Verso gli Stati Generali dell’associazionismo degli italiani all’estero

Si è svolto a Roma, il primo incontro organizzativo.
ROMA - Lunedì scorso (14 aprile ndr) si è riunito a Roma il gruppo di lavoro per il varo del Comitato organizzatore degli Stati Generali dell’associazionismo degli italiani all’estero.
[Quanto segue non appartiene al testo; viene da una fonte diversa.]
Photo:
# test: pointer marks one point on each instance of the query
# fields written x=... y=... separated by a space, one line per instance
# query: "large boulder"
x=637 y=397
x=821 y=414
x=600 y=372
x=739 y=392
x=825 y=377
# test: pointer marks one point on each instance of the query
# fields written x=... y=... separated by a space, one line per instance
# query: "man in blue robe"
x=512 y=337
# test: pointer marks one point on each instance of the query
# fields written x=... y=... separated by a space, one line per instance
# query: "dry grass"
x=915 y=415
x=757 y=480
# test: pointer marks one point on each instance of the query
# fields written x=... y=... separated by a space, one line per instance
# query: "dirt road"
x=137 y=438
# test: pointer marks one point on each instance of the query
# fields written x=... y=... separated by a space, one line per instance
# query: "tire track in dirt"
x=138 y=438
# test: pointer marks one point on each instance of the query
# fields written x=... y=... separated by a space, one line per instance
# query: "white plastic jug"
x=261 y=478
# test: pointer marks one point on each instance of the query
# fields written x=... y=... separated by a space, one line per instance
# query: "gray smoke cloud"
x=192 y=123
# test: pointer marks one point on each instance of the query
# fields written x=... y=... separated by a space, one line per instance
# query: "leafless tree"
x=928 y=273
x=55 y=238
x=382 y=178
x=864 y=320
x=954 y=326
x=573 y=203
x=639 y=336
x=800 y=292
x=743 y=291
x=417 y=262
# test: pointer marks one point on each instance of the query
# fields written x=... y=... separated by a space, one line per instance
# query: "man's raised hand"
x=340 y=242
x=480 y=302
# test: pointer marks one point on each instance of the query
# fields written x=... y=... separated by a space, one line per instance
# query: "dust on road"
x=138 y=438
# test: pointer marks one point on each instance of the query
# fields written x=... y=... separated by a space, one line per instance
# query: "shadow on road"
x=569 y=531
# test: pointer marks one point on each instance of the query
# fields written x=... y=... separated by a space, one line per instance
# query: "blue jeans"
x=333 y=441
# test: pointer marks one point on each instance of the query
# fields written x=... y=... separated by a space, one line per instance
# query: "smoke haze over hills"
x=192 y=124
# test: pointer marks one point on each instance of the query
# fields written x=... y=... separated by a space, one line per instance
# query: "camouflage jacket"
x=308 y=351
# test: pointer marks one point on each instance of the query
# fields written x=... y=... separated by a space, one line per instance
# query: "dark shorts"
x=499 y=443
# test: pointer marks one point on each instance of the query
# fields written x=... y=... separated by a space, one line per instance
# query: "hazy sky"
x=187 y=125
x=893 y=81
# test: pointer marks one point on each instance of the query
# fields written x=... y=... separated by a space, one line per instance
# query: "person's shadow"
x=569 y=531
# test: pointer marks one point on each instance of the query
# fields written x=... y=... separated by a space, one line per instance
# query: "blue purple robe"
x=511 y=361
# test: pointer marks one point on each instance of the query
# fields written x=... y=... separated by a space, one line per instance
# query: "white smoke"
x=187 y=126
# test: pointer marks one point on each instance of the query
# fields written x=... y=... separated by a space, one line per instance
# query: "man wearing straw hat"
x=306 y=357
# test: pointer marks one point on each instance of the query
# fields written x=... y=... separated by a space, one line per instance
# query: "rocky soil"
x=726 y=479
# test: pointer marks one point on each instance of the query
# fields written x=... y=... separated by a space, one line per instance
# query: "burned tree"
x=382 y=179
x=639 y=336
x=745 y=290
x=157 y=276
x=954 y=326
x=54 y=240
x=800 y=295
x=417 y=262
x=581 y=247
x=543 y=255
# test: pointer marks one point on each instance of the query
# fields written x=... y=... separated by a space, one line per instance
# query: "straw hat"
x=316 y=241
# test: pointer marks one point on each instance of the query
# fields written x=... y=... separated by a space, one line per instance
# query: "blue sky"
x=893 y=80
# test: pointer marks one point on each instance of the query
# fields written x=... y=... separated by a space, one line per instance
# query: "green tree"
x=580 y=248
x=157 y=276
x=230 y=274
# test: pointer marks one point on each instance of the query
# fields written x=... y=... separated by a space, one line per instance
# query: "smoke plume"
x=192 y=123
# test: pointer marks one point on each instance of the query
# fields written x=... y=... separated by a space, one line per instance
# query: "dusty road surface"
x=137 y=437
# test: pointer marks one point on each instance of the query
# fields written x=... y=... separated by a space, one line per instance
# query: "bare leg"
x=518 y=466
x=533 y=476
Questo primo nucleo del Comitato, composto da Acli, Filef, Istituto Fernando Santi, Migrantes, Ucemi e Unaie, invita a partecipare alle associazioni nazionali, regionali e locali, oltre alle realtà organizzative dei giovani e della nuova emigrazione italiana ed il Coordinamento delle Consulte regionali dell’Emigrazione.

 


Il comitato, che ha assunto come base condivisa per l’apertura della discussione il recente documento della CNE: Per rilanciare il ruolo dell’associazionismo degli italiani all’estero, intende ridefinire un possibile quadro di riferimento per l’associazionismo e le sue rappresentanze in Italia a partire dalla propria specificità e in totale autonomia dalle forze politiche.
Con l’indizione degli Stati generali, previsti alla fine dell’anno, il Comitato si pone l’obiettivo di un’analisi del panorama associativo e della ridefinizione della vita delle associazioni in relazione ai grandi cambiamenti in atto a livello globale e, altresì, di strutturare una nuova modalità di rappresentanza in grado di recepire le molte novità che stanno emergendo nel panorama associativo e di coordinarne l'azione. 

Nei prossimi mesi si svilupperà un percorso di intenso impegno, una fase costituente aperta a quanti intendano condividere un percorso mirato a mettere in contatto ed a unire il mondo delle associazioni storiche, pluralistico e radicato nei paesi di accoglienza, i nuovi soggetti collettivi, le nuove e articolate forme di aggregazione e di raccordo della nuova emigrazione italiana, dando a tutti questi soggetti, più forza, maggior capacità di collegamento con la realtà nazionale e internazionale che cambia, una rappresentanza sociale unitaria per un associazionismo protagonista della costruzione del futuro delle nostre comunità all’estero.